Prosternation et dépression

Bien que le Calcio ait été secoué à plusieurs reprises par la violence, la disparition d’Antonio plonge les supporteurs romains dans une longue prosternation. Point de vendetta, seulement une peine immense qui mute en dépression suite aux disparitions successives des « storico » de Giuseppe Pucci « Geppo » jeune leader emblématique du CUCS et du virage Sud, de Roberto Rulli, jeune leader du groupe Fedayn qu’il avait fondé à l’âge de treize ans, du président Dino Viola constructeur de la Magica Roma, de l’ancien capitaine Agostino Di Bartolomei. « Diba »se donne la mort avec un pistolet, une photo du virage Sud dans sa main, dix ans jours pour jours après la défaite subit par la Roma face à Liverpool en finale de la coupe d’Europe des clubs champions, d’autres supporteurs du virage succombent pour la plupart à certaines drogues très en vogue à cette époque, quant au père d’Antonio, il se suicide, incapable de surmonté la disparition de son fils, tous victime de la « romanita », un sentiment mêlé de romantisme, d’humour, d’exaltation, d’impuissance, de tristesse et de mélancolie profonde…

Idéalisme

Comme pour les cousins laziales dix ans auparavant, le rêve est passé, celui d’une génération et d’une équipe qui voulait tout casser, en finir avec un football imposé par les puissants au point de passer à une encablure d’un triplé historique qui aurait fait sauter tous les rapports de force qui taraude et meurtrisse le football italien. Cette Roma était un attelage de joueurs techniques, élégants tourné vers l’offensive dotée d’un système de jeu fort différent de leur adversaire, soutenu par la meilleure tifoseria d’Europe, opposé de manière radicale aux promoteurs du ”Calcio moderno”.
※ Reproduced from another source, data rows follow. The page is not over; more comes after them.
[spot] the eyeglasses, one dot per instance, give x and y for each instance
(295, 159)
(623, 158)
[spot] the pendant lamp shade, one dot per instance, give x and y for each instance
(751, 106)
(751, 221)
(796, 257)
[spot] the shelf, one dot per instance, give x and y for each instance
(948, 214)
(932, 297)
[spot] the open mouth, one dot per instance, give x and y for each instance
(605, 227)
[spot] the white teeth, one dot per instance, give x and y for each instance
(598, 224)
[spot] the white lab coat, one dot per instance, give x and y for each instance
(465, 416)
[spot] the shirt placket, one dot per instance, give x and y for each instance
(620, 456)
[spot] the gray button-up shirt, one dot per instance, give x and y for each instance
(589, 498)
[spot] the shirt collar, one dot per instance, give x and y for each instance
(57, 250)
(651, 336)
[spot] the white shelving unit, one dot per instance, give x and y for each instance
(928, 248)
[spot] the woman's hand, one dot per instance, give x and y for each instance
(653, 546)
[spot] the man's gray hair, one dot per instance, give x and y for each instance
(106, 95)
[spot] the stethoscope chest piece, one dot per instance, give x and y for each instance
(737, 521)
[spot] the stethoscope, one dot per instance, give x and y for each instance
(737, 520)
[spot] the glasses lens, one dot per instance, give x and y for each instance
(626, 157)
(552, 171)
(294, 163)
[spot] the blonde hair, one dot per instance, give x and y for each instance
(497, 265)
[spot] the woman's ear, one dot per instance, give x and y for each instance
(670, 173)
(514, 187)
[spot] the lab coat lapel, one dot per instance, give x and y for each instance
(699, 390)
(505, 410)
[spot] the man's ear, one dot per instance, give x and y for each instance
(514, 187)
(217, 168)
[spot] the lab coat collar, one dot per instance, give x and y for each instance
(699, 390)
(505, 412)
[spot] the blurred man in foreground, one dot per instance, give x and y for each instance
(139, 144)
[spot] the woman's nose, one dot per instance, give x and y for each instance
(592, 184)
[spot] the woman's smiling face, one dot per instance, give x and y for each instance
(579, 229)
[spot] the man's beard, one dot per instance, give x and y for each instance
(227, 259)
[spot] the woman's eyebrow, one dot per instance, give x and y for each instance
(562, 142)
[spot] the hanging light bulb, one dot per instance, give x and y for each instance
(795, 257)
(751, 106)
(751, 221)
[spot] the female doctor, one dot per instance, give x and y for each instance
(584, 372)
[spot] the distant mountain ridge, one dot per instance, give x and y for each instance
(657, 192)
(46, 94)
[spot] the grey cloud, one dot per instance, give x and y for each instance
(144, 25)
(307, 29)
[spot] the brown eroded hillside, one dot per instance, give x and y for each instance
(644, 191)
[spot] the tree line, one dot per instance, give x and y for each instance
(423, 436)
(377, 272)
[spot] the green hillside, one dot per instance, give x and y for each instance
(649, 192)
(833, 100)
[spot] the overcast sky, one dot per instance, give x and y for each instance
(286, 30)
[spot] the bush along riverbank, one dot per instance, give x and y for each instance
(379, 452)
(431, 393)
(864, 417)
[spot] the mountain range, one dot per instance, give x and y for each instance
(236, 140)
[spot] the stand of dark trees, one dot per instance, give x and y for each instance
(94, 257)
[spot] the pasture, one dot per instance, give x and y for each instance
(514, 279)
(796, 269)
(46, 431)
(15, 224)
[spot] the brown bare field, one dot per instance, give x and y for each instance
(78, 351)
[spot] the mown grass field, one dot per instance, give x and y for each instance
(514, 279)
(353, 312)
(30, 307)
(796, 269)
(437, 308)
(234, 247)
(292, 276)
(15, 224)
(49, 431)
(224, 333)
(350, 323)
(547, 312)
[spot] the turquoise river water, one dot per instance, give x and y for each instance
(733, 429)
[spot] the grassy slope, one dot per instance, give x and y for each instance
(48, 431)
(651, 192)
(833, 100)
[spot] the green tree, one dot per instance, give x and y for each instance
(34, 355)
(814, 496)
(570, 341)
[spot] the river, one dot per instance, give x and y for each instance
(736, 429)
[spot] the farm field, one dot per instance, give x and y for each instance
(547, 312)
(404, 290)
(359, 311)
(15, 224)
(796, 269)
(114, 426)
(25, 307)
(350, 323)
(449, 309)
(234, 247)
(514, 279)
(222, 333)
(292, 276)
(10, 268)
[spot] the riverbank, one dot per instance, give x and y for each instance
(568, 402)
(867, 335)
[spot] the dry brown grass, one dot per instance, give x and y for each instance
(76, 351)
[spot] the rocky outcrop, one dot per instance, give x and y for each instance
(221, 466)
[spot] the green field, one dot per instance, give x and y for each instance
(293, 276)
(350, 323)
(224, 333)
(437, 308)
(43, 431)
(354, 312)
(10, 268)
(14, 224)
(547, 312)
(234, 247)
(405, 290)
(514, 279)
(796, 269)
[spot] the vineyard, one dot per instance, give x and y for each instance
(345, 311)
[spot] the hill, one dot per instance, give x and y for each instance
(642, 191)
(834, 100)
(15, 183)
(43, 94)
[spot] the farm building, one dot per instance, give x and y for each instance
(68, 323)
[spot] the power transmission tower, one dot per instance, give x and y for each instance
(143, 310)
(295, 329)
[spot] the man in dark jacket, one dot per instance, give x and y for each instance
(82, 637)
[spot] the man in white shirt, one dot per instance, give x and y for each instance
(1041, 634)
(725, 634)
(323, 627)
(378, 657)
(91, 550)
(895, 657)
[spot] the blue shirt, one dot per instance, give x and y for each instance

Pour certains, le football est lié au résultat, pour d’autres c’est tripale. Durant les années quatre-vingt-dix et deux mille, le virage romain et le club tout entier glissent vers la mélancolie. Le titre de champion d’Italie obtenu en 2001 n’arrange rien. De nos jours, les deux clubs romains vivent dans l’attente que le soleil revienne un jour.